After a suspicious fire in 1984 destroyed the beginnings of the Belmont chapel, eight churches offered to share their space. Instead of settling on one, Romney chose three — the Catholic Church, Plymouth Congregational Church and Armenian Protestant Church. After each weekly meeting, Romney insisted the Mormons stay behind to vacuum the floors, wash the chalkboards and pick up the chairs.

That requirement, Barlow recalls, taught the members, even affluent ones, to value other people's sacred spaces and to do seemingly menial labor.

Not long after Grant Bennett fell off a ladder and broke his foot while trying to dislodge a hornet's nest outside his second-story bedroom, Romney came to offer sympathy and show Bennett a smarter way to deal with the festering insects — from inside.

Before Doug Anderson had even finished getting family out of his burning house, Romney showed up with a brigade of neighbors to salvage beloved belongings from the remains.

Clayton Christensen, a Harvard business professor, and his wife, Christine, told The New York Times that at one time he felt overwhelmed by all that he was expected to do for the church. The couple had three young children, while he was expected to direct the area's missionary work and his wife was the president of the all-women Relief Society, offering weekly spiritual lessons and compassionate service.

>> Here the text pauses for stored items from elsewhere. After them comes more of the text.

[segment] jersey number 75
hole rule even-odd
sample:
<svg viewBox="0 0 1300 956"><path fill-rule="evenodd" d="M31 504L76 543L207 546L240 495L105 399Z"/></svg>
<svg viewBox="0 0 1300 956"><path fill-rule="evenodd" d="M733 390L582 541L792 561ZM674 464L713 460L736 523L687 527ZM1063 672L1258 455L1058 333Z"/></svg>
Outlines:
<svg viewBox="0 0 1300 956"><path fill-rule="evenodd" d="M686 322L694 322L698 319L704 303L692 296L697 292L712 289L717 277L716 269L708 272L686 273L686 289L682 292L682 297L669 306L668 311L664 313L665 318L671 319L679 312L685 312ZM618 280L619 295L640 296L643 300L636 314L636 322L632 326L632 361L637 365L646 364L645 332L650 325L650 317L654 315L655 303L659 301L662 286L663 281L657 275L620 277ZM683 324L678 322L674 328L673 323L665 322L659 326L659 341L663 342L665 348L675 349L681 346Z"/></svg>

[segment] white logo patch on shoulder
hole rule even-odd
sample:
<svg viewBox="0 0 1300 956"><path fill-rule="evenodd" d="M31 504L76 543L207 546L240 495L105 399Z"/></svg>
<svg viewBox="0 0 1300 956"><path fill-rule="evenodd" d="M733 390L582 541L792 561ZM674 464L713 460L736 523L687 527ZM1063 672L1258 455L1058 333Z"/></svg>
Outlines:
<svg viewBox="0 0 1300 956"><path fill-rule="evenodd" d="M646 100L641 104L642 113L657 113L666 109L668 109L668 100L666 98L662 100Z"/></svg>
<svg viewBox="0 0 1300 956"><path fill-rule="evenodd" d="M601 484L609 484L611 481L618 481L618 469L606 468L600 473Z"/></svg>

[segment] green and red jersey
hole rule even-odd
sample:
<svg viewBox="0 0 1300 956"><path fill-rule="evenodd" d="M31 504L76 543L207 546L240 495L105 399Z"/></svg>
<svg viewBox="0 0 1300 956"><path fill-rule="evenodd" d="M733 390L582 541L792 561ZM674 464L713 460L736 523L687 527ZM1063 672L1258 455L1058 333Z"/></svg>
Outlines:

One night Romney showed up unexpectedly.

"He said, 'I was just driving home from work,' " according to The Times, " 'and I had a feeling that I needed to stop by and tell you that God loves you.' "

Christensen was so moved, the story reported, "that he wept."

Public image • Barlow does not support Romney's politics but believes his former bishop has been unfairly caricatured in the press.

"I do not believe his public demeanor is a false persona," Barlow says. "He has a certain elegance or formality about him even when he jokes around in private, even when I saw him theatrically and comically do his moon-walk, even in his swimming shorts while flipping burgers at his island retreat while hosting guests, even when in dirty Levi's while climbing a ladder to fix a ward member's leaky roof."

Asking the candidate to "appear more informal is ironically asking him to become less authentic so that he can appear as more authentic," the USU historian says. "We ought to allow him to be who he is and make our judgment on that basis."

Tony Kimball, who served as executive secretary during Romney's stint as stake president, saw Romney as "very warm and outgoing." Although some Mormon feminists back then nicknamed Romney "the plastic man," that wasn't Kimball's experience.

The future politician "was not the least bit disconnected. He never was out of touch," Kimball writes in an email. "In our meetings, he was always jovial, and they were fun times."

Moreover, Kimball recalls, "the Mitt Romney of the late 1980s and early 1990s really was a moderate. Bain's policies were very progressive compared to most other finance firms. The hard-line profile he seems to be pushing is light-years away from where he was when he was [LDS] stake president."

In this current incarnation, Kimball says, "I have absolutely no clue who this guy is."

pstack@sltrib.comFacebook.com/religiongalTwitter: @religiongal —

Meeting with the Mormon prophet

Before his first presidential run, according to biographer Ronald Scott, Mitt Romney met with then-LDS Church President Gordon B. Hinckley.

The conversation eventually turned to whether a run for the presidency would be good for him and the church, reports Scott, author of Mitt Romney: An Inside Look at the Man and His Politics.

Romney left with the clear impression that the upbeat Mormon prophet was not worried one whit about the additional scrutiny a presidential campaign might focus on the faith and its teachings.

Scott says Hinckley was emphatic about steering wide of any and all partisan political involvements. "The choice to run or not must be yours and yours alone," he reportedly advised, firmly but kindly.

Source: Ronald Scott, author of Mitt Romney: An Inside Look at the Man and His Politics —

Editor's note

This is an updated version of a Salt Lake Tribune story that ran in January 2008.